The EVDI , an emissions rating benchmarking system, is published on ShippingEfficiency.org, an initiative launched by the Richard Branson-led non-profit Carbon War Room and ship vetting firm RightShip. Cargill holds a 33 percent stake in RightShip, a firm used by 150 marine companies worldwide, Bloomberg reported.
The benchmarking system has information on more than 60,000 vessels including container ships, tankers, bulk carriers and cargo ships. Charterers can instantly see a ship’s theoretical greenhouse gas emissions and relative energy efficiency as determined by RightShip’s EVDI rated from A (most efficient) to G (least efficient) compared to ships of similar size and type.
Shipping companies have focused on reducing energy consumption and improving efficiency as fuel costs rise and regulations tighten. Record fuel prices have prompted Cargill reduce vessel speeds an additional 18 percent to 9 knots in an effort to cut costs, Bloomberg reported. Talks are reportedly underway with owners of vessels hired by Cargill.

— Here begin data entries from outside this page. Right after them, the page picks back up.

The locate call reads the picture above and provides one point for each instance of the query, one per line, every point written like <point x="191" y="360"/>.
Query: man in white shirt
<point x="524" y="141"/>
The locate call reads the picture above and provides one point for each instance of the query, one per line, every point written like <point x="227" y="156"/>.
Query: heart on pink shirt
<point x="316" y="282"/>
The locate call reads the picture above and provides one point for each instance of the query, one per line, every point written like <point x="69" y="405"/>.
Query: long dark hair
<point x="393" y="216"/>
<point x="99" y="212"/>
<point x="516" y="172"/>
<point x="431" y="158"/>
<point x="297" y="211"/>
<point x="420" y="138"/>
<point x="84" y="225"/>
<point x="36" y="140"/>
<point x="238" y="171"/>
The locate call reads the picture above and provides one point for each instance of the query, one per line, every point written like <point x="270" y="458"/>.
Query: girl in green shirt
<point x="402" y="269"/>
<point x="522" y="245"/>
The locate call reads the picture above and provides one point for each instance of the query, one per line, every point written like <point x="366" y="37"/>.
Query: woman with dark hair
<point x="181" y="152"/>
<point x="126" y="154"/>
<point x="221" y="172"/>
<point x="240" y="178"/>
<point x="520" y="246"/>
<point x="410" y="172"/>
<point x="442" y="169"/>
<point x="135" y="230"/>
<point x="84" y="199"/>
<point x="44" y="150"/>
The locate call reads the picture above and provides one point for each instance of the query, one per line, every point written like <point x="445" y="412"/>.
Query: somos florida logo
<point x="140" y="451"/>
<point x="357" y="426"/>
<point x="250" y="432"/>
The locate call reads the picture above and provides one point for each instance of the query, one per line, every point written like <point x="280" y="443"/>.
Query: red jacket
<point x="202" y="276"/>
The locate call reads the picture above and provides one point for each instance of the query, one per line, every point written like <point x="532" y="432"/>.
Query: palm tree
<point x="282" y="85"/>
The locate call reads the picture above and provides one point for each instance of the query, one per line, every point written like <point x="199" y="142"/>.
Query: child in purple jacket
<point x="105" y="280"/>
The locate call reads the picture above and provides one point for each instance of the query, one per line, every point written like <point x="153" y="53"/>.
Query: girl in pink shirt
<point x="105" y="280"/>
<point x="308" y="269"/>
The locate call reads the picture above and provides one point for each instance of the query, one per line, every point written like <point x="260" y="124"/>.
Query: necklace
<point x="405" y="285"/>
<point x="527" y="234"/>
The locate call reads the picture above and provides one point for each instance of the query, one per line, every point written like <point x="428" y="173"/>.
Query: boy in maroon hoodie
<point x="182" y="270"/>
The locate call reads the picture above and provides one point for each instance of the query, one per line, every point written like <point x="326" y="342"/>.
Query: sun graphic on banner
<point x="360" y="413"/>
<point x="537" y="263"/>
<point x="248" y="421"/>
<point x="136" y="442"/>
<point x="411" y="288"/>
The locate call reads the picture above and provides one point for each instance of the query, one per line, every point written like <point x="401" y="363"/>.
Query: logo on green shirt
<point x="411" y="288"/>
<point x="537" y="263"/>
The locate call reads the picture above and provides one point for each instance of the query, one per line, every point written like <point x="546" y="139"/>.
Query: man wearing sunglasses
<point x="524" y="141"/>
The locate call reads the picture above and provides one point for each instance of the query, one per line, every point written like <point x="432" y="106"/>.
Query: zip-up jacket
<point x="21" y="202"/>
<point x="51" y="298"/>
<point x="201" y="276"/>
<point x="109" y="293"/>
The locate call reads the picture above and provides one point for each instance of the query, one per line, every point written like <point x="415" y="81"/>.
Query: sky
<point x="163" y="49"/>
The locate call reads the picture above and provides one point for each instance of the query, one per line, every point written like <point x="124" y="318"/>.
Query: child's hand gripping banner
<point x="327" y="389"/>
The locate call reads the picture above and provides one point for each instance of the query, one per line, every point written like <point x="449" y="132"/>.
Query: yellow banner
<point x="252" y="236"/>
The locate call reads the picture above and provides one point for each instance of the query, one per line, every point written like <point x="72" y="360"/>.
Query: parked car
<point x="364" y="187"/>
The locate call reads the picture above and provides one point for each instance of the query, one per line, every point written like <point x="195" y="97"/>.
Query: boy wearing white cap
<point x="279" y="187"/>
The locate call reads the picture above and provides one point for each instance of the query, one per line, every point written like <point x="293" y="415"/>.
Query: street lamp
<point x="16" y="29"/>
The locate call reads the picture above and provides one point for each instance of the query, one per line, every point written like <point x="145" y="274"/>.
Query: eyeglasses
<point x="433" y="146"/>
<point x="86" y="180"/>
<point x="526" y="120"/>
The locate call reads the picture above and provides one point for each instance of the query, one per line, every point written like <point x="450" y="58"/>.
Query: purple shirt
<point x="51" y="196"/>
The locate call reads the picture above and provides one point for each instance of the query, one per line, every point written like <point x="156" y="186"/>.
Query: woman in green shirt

Global shipping company APL, Hyundai Heavy Industries and DNV unveiled a new hull last month the companies say will make ultra-large container ships 20 percent more fuel efficient, per twenty-foot equivalent unit (TEU), than existing designs. The annual fuel savings will be worth about $3 million per ship to APL.
Maersk Line saved almost $90 million in energy costs over three years by measuring the performance of individual vessels, the company said in July.
Last October, the Sustainable Shipping Initiative – a group of major shipping companies including Maersk, Rio Tinto, Cargill and BP Shipping – pledged to pioneer methods for stakeholders to compare sustainability performance, in an effort to improve the industry’s environmental impacts.